Enfermedades transmitidas por alimentos

A excepción de la Salmonelosis y las infecciones por la E. coli muchas ETA permanecen en completo anonimato, siendo subdiagnosticadas o enmascaradas por síntomas asociados con otras enfermedades.

Por otro lado, al no existir los mecanismos adecuados para la denuncia de posibles focos de ETA en los establecimientos que ofrecen comida, difícilmente los consumidores prestan atención al origen de sus síntomas.

Las ETA se pueden dividir en dos grandes grupos:

  • Infecciones alimentarias: Producidas al consumir alimentos contaminados con bacterias, virus o parásitos. Generalmente los síntomas se manifiestan entre 24 y 48 horas después de comer.
  • Intoxicaciones alimentarias: Producidas al consumir alimentos contaminados con las toxinas que han dejado las bacterias que estuvieron en contacto con el alimento. En este caso, los síntomas pueden aparecer unas 8 horas después de comer.

Los síntomas clásicos de las ETA son vómitos, diarrea y dolor abdominal. Sin embargo, cuando se trata de intoxicaciones, algunas toxinas pueden generar daños neurológicos, visión doble, daño renal y, en ciertos casos, hasta la muerte.

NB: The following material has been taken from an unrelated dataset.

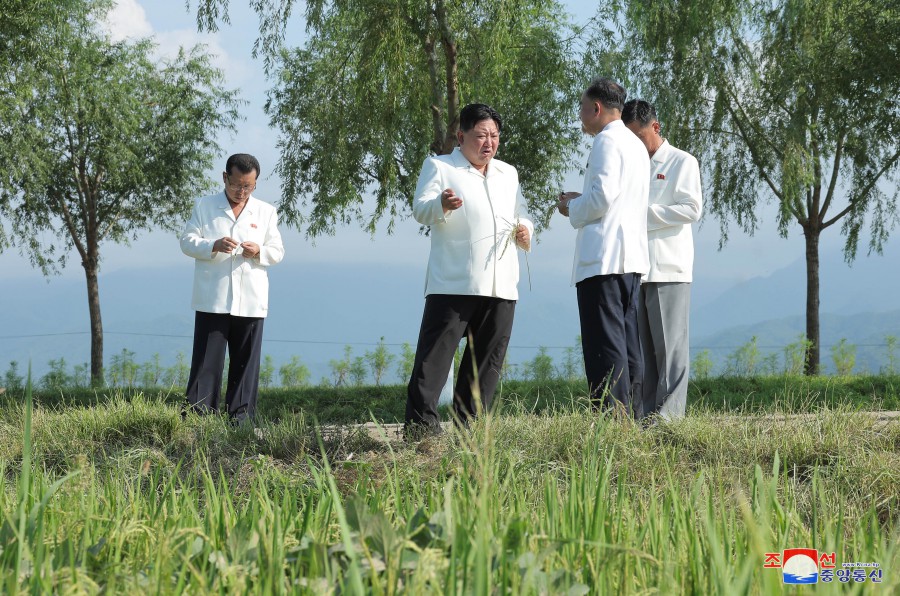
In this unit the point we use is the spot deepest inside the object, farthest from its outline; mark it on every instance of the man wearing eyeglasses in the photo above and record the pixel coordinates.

Otro factor importante es la condición de salud y la edad de la persona que ingiere el alimento contaminado. Los niños, ancianos y personas con sistema inmunológico suprimido son las más susceptibles a manifestar los síntomas con mayor intensidad y por más tiempo. Un adulto sano, posiblemente tenga los síntomas uno o dos días y desaparecerán casi sin tratamiento, sin embargo, los más susceptibles pueden experimentar secuelas de la enfermedad permanentemente.

Los alimentos crudos y cocidos proporcionan el ambiente propicio para los microorganismos que producen la ETA. Son una excelente fuente de nutrientes pues contienen proteínas, azúcares y otros sustratos esenciales para su desarrollo. Asimismo, al igual que los humanos, las bacterias requieren agua para su crecimiento y prácticamente todos los alimentos tienen un contenido de agua lo suficientemente alto como para permitir su desarrollo.

Con suficientes nutrientes y agua, las bacterias sólo necesitan la temperatura óptima para desarrollarse, esto quiere decir, entre 5 y 50 °C (zona de peligro). Con unas pocas horas a esa temperatura, las bacterias pueden multiplicarse a un ritmo acelerado. Algunas de ellas pueden dividirse en 20 minutos, por lo que si los alimentos permanecen suficiente tiempo expuestos a la zona de peligro, las posibilidades de convertirse en un foco de propagación se incrementan de manera exponencial.